Hi guys: i have here an Ultra V-Sat2000 and it doesn't supply voltage to the motor other than that it scans Sat's and Chan.i move the motor with a CWorks,

i even took it up on the roof connected it with a short cable and tried to move the motor on east/west on the Push bottom on the motor and it did not move no orange led nothing,



anybody know what can cause this thanks in advance


----------



## sadoun (May 29, 2002)

It must be sending voltage to the LNBF, otherwise you will not get channels. I suspect your DiSEqC control on your receiver is not set right. Also, it could be your connectors and coaxial cable. Check the connectors first and make sure you use compression type connectors like the PPC EX6XL.


----------



## Ivtec (Jan 9, 2009)

sadoun said:


> It must be sending voltage to the LNBF, otherwise you will not get channels. I suspect your DiSEqC control on your receiver is not set right. Also, it could be your connectors and coaxial cable. Check the connectors first and make sure you use compression type connectors like the PPC EX6XL.

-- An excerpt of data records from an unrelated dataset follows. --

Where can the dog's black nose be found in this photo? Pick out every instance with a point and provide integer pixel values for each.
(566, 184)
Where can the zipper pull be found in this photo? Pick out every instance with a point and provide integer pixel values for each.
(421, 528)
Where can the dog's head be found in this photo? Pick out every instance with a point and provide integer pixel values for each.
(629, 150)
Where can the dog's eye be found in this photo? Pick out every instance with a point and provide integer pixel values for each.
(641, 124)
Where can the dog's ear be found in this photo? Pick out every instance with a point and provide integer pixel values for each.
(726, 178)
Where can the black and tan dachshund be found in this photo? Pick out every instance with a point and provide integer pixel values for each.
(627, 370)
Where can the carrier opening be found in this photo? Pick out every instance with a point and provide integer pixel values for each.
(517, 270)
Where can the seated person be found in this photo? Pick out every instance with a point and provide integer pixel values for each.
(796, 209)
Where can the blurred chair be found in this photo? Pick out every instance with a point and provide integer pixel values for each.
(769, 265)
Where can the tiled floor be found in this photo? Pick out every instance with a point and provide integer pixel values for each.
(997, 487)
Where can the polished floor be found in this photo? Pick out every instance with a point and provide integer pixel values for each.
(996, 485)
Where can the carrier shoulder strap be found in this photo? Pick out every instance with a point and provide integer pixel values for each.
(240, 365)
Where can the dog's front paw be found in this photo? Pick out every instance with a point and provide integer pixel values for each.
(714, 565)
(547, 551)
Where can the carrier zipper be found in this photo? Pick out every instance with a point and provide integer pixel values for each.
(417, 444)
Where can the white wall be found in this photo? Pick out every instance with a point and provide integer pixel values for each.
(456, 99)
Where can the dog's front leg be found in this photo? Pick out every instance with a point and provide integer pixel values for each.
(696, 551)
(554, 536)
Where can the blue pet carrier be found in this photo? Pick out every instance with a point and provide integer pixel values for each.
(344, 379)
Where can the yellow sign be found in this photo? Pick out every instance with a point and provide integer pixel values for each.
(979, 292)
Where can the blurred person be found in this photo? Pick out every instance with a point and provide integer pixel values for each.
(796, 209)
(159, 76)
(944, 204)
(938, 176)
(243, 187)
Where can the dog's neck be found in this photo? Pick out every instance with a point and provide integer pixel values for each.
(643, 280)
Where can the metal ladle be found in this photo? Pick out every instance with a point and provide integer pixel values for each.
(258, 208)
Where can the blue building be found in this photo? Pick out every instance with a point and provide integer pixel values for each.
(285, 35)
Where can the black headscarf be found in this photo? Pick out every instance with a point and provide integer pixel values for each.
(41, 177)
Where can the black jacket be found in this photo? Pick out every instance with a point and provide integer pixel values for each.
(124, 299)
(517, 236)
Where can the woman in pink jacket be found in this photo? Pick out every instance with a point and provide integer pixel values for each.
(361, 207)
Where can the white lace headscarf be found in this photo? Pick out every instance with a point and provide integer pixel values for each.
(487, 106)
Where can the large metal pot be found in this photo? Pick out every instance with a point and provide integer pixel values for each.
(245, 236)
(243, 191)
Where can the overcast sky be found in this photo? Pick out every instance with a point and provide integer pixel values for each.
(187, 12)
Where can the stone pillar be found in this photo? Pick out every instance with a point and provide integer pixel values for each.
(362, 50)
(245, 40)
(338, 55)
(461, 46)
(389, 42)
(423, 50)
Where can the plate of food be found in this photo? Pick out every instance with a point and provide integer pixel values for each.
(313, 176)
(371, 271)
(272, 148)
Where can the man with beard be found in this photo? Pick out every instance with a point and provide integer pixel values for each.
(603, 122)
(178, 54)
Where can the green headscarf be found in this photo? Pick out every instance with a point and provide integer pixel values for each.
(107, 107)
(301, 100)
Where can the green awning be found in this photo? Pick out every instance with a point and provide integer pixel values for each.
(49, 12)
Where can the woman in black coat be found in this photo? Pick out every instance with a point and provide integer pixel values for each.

Thanks bro but all connection are good since my Cworks brings all Linear sats wright,V-sat does scan also all Sat's and Chan,and I've set the V-sat with the usuals coordinates longitude 71.1w and latitude 41.6 and put dish with cworks at my true south at 63w and change cable to V-sat and scan and get chan fron 63w and then put 97w and a good tp and tell it to move dish or go to reference and it never leaves 63w it's a drag it's not i'm not used to do this,it's the receiver that it might not be good with the Sg9120 motor.


----------



## sadoun (May 29, 2002)

I am not familiar with your receiver brands. Some, I read, don't work well with DiSEqC 1.2 or USALS motors.


----------



## ClearSKY (Aug 28, 2010)

Has this receiver worked with your setup before? My guess is the receiver isn't setup for the disqec like soudun said. Some receivers are pushed out of China so fast they don't take the time to build a good quality product people can actually use.


----------